Health & Safety

Stay Safe at Work Today and Every Day

Our Health & Safety Management System Corporate Bank is designed to help ensure all employees of Yukon Government have the tools they require to stay safe at work.

Health & Safety Representative, less than 20 workers

Health and Safety Representative

Purpose

The purpose of this document is to assist departments and crown corporations in selecting and supporting their "Health & Safety Representative" (HSR). 

Selection of a Health & Safety Representative

When less than 20 employees are regularly employed at a workplace (a place where an employee is engaged in work) for a period exceeding one month and meet one of the following criteria:

  • A workplace having 5 or more employees, classified under the Minimum First Aid OHS Regulations as an "A" hazard.
  • A workplace having 10 or more employees, classified under the Minimum First Aid OHS Regulations as a "B" hazard.
  • A workplace having 15 or more employees, classified under the Minimum First Aid OHS Regulations as a "C" hazard.

the employer shall ensure the selection of one or more health and safety representatives, who do not exercise managerial or supervisory duties and will represent the health and safety of those in their immediate workplace, as per OHS Act, Section 13.

Training of HSR

HSR shall be provided with orientation training covering their roles and responsibilities, accountabilities and authority within 90 days of selection as per OHS Act, Section 14.

The HSR may recommend that the employer provide any specific training identified by the HSR as being useful to enable the HSR to fulfill his/her duties.

Roles and Responsibilities of HSR

The Employer has the ultimate responsibility for Occupational Health and Safety in the workplace, while the HSR is responsible for monitoring the safety performance of the organization. The HSR makes recommendations to management to correct safety hazards in the workplace, but has no authority to direct work.

The HSR shall:

A. Inspect, or ensure the inspection of, the workplace on a monthly basis in order to identify situations or hazards the may be dangerous to employees.

The employer is responsible to ensure that employees are made aware of any hazard in the workplace. Supervisors are responsible to advise employees of any hazards or potential hazards that exist in the workplace. Employees are responsible to report any hazards or potential hazards to their supervisor. The HSR may inspect the physical condition of the workplace in order to identify situations that may be a source of danger or hazard to employees as per Policy 3.48, Corporate Health and Safety and the OHS Act, Section 13. 

It is therefore reasonable that all of these persons may be involved in inspecting the workplace. However, it is often the HSR along with another employee or management representative who will inspect the workplace and document their findings on a Hazard Identification Inspection template  unique to their workplace, on a monthly basis. Upon completion of the workplace inspection, the inspection report should be immediately reviewed by the supervisor in charge of the work area to ensure he/she knows the safety concerns within his/her area and can begin to ensure that they are mitigated. Upon completion of mitigation, the supervisor should sign off on the inspection report and forward the inspection report to the HSR for review and sign off.

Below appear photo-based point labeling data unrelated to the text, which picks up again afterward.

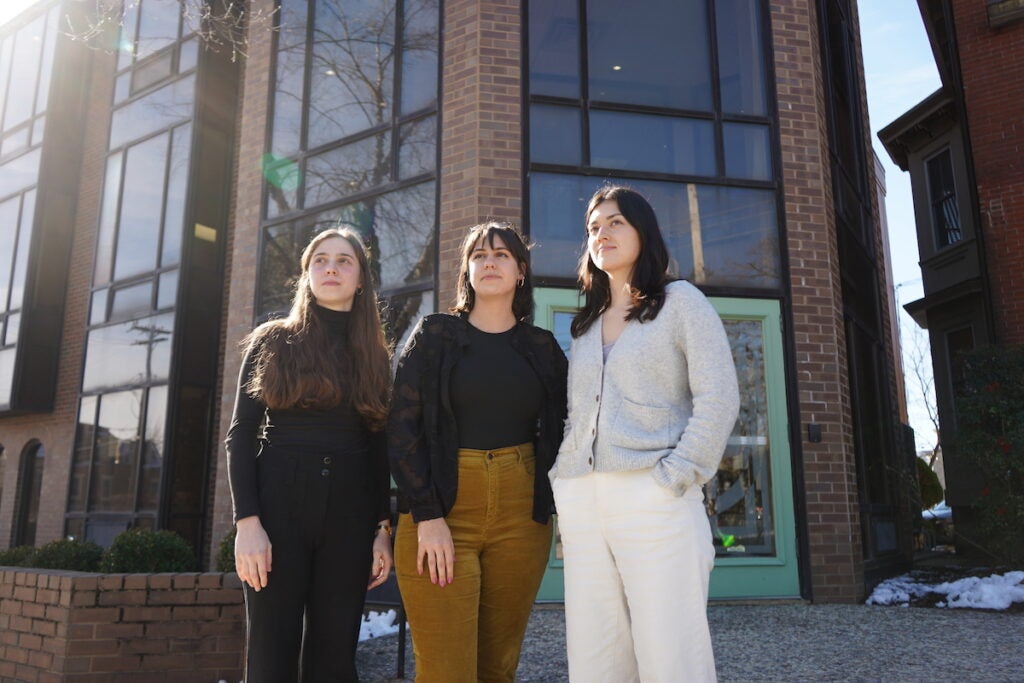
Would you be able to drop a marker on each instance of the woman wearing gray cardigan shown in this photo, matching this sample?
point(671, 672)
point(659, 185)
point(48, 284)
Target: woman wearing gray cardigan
point(652, 398)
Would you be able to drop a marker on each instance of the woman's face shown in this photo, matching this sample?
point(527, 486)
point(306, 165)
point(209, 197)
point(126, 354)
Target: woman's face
point(334, 273)
point(613, 244)
point(493, 269)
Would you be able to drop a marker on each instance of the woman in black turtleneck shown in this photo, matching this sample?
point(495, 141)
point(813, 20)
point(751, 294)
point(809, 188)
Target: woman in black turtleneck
point(476, 420)
point(309, 491)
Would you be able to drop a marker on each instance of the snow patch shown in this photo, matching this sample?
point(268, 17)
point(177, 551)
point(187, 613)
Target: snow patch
point(995, 592)
point(378, 624)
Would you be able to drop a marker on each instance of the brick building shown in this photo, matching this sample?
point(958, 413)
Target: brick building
point(963, 147)
point(188, 183)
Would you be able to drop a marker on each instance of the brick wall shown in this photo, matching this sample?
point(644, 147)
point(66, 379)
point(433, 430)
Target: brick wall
point(84, 628)
point(829, 470)
point(992, 70)
point(481, 138)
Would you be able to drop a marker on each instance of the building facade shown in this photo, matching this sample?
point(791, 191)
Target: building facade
point(201, 178)
point(962, 147)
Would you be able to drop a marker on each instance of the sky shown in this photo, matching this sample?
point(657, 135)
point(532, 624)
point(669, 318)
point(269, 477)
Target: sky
point(899, 72)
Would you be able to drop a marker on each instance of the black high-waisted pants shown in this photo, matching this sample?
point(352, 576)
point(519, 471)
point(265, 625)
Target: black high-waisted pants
point(318, 511)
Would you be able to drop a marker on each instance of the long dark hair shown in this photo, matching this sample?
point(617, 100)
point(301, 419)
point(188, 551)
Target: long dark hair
point(297, 365)
point(522, 301)
point(649, 273)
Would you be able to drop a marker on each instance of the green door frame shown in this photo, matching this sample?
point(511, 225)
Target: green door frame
point(735, 577)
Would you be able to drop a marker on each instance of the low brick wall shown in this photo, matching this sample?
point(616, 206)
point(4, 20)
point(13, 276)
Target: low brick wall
point(88, 628)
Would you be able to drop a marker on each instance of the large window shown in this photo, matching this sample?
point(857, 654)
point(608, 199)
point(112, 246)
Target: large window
point(26, 63)
point(353, 142)
point(942, 197)
point(118, 460)
point(670, 97)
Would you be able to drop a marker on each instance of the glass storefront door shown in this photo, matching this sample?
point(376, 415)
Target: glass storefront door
point(750, 501)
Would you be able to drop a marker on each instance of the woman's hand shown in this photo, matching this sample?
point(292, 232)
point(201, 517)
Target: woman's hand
point(438, 551)
point(380, 565)
point(252, 553)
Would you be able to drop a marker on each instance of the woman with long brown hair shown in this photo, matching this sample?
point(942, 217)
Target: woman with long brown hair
point(479, 399)
point(309, 489)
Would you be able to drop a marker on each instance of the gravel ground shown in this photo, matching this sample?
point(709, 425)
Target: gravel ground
point(799, 642)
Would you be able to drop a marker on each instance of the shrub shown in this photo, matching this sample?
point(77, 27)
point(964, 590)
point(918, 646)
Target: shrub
point(990, 438)
point(225, 557)
point(68, 554)
point(19, 556)
point(928, 481)
point(145, 551)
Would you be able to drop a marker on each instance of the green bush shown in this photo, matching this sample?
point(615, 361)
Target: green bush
point(145, 551)
point(19, 556)
point(68, 554)
point(928, 482)
point(990, 438)
point(225, 557)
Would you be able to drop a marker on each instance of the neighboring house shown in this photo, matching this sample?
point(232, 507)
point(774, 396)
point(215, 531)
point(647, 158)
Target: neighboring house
point(176, 188)
point(963, 146)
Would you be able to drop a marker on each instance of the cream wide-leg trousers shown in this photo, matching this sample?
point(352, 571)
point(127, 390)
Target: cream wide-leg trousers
point(637, 564)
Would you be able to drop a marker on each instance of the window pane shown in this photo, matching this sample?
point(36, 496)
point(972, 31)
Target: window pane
point(138, 229)
point(135, 352)
point(24, 73)
point(740, 56)
point(113, 485)
point(158, 26)
point(349, 169)
point(84, 435)
point(161, 109)
point(748, 151)
point(24, 242)
point(177, 186)
point(8, 237)
point(108, 220)
point(43, 92)
point(19, 173)
point(640, 141)
point(168, 293)
point(132, 301)
point(739, 498)
point(153, 450)
point(554, 134)
point(418, 147)
point(738, 235)
point(290, 71)
point(554, 48)
point(653, 53)
point(352, 68)
point(419, 60)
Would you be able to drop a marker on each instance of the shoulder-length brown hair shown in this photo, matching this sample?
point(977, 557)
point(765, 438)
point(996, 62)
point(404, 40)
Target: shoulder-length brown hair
point(522, 301)
point(650, 273)
point(297, 366)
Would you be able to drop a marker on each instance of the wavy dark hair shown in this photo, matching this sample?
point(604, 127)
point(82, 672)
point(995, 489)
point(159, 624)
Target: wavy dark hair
point(522, 302)
point(298, 367)
point(650, 273)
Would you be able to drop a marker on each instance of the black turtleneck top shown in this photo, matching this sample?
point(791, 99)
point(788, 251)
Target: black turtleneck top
point(337, 431)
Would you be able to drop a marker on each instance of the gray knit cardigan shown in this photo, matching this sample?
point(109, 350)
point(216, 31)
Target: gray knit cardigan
point(667, 397)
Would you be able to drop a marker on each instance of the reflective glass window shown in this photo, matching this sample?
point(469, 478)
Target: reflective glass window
point(740, 56)
point(348, 170)
point(129, 353)
point(113, 480)
point(646, 142)
point(351, 69)
point(555, 135)
point(419, 54)
point(748, 151)
point(554, 48)
point(653, 52)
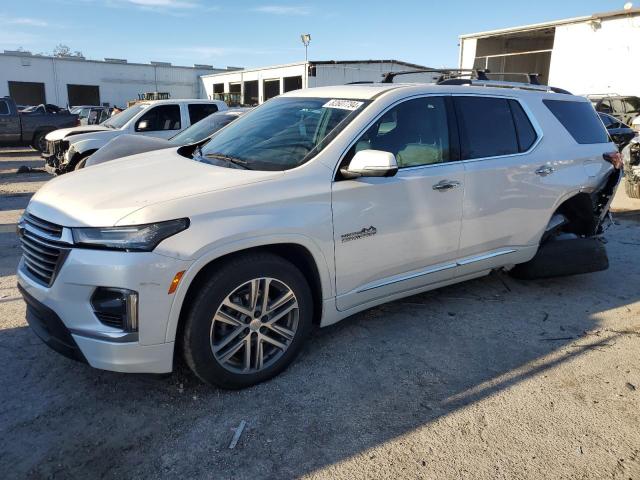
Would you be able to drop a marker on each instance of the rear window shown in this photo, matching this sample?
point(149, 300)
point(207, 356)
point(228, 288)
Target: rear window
point(580, 120)
point(198, 111)
point(486, 126)
point(526, 133)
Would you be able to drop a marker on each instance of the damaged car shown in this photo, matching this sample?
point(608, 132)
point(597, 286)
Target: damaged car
point(631, 160)
point(127, 145)
point(318, 204)
point(66, 148)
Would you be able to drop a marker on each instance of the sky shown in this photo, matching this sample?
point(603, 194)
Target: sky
point(251, 33)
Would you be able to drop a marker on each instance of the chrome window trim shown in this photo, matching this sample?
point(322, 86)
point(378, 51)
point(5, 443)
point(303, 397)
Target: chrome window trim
point(8, 109)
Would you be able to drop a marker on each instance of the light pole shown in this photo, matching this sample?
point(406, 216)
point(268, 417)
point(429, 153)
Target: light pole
point(306, 40)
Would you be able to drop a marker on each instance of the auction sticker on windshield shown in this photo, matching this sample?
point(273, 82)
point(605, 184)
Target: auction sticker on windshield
point(343, 104)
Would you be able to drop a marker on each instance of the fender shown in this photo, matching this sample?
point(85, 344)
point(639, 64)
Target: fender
point(326, 279)
point(91, 143)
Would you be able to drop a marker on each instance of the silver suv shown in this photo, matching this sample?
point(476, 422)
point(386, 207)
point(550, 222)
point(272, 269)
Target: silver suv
point(314, 206)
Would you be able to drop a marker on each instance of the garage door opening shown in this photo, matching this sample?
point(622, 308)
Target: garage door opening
point(525, 52)
point(271, 89)
point(251, 92)
point(83, 95)
point(292, 83)
point(27, 93)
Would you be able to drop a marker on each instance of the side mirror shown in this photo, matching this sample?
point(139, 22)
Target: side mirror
point(371, 163)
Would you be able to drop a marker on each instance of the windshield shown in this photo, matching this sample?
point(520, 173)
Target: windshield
point(121, 119)
point(202, 129)
point(283, 133)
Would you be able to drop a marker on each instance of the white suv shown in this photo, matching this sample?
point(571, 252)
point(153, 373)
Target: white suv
point(316, 205)
point(67, 148)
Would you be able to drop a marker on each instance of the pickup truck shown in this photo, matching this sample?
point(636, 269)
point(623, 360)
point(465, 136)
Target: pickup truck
point(66, 148)
point(30, 128)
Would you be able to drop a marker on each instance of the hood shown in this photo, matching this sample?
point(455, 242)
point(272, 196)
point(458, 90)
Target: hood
point(66, 132)
point(102, 195)
point(124, 146)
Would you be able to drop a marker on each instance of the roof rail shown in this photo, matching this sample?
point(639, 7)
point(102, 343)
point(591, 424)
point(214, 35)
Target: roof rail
point(477, 77)
point(599, 95)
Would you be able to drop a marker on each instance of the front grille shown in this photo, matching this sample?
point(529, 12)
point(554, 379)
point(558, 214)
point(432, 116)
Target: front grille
point(55, 147)
point(47, 227)
point(42, 252)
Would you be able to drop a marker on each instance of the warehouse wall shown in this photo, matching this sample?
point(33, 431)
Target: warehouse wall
point(589, 59)
point(117, 82)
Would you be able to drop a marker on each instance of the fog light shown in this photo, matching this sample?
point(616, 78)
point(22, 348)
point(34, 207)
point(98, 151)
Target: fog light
point(116, 307)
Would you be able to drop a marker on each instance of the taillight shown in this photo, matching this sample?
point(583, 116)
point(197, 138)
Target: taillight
point(614, 158)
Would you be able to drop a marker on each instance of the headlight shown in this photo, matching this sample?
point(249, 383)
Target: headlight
point(69, 154)
point(134, 238)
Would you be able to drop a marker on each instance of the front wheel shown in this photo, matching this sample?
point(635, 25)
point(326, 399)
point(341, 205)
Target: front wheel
point(248, 321)
point(39, 141)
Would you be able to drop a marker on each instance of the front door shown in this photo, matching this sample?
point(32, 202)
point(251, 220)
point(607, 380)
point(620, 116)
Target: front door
point(399, 234)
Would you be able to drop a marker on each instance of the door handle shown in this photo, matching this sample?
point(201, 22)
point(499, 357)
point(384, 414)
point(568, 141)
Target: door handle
point(545, 170)
point(444, 185)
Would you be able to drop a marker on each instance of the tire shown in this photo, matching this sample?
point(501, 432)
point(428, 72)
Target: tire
point(39, 141)
point(632, 189)
point(80, 165)
point(558, 258)
point(216, 350)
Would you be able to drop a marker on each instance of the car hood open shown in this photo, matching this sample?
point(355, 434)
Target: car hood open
point(126, 145)
point(63, 133)
point(100, 196)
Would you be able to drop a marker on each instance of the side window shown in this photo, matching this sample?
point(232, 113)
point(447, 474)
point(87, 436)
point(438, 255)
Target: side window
point(579, 119)
point(486, 127)
point(606, 119)
point(416, 132)
point(527, 135)
point(198, 111)
point(632, 104)
point(162, 117)
point(617, 105)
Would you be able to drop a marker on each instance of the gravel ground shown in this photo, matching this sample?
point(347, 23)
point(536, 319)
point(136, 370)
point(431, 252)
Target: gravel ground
point(493, 378)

B.  Ensure required testing is completed for noise, lighting and controlled products.

The HSR can perform the required testing if qualified and competent to do so, or consult with professionals who are technically qualified to advise on specific health and safety issues.

C. Identify situations that may be hazardous to employees and forward a written report - HSR Recommendations to Employer Template of these situations to the employer for mitigation. 

D.  Assist a Safety Officer in "SERIOUS" (as defined in the OHS Act, Section 30) Incident (accident) and Near Miss investigations.   The term "accident" can be defined as an unplanned event that interrupts the completion of an activity, and that may (or may not) include injury or property damage.  An incident usually refers to an unexpected event that did not cause injury or damage this time but had the potential. "Near miss" is also a term used for an event that could have caused harm but did not.

E.  Keep records of all health and safety matters that they have dealt with and make those reports available to employer.  Information may be documented on the HSR Hazard Documentation & Mitigation Report Template. 

Co-Operation with Employer

  • The Employer and Employees will co-operate fully with the HSR by:
  • Providing the HSR with reasonable time to carry out his/her functions;
  • Allowing the HSR access to all reports, plans, and records pertinent to his/her work as a HSR;
  • Mitigating the health and safety hazards reported by the HSR in a timely manner.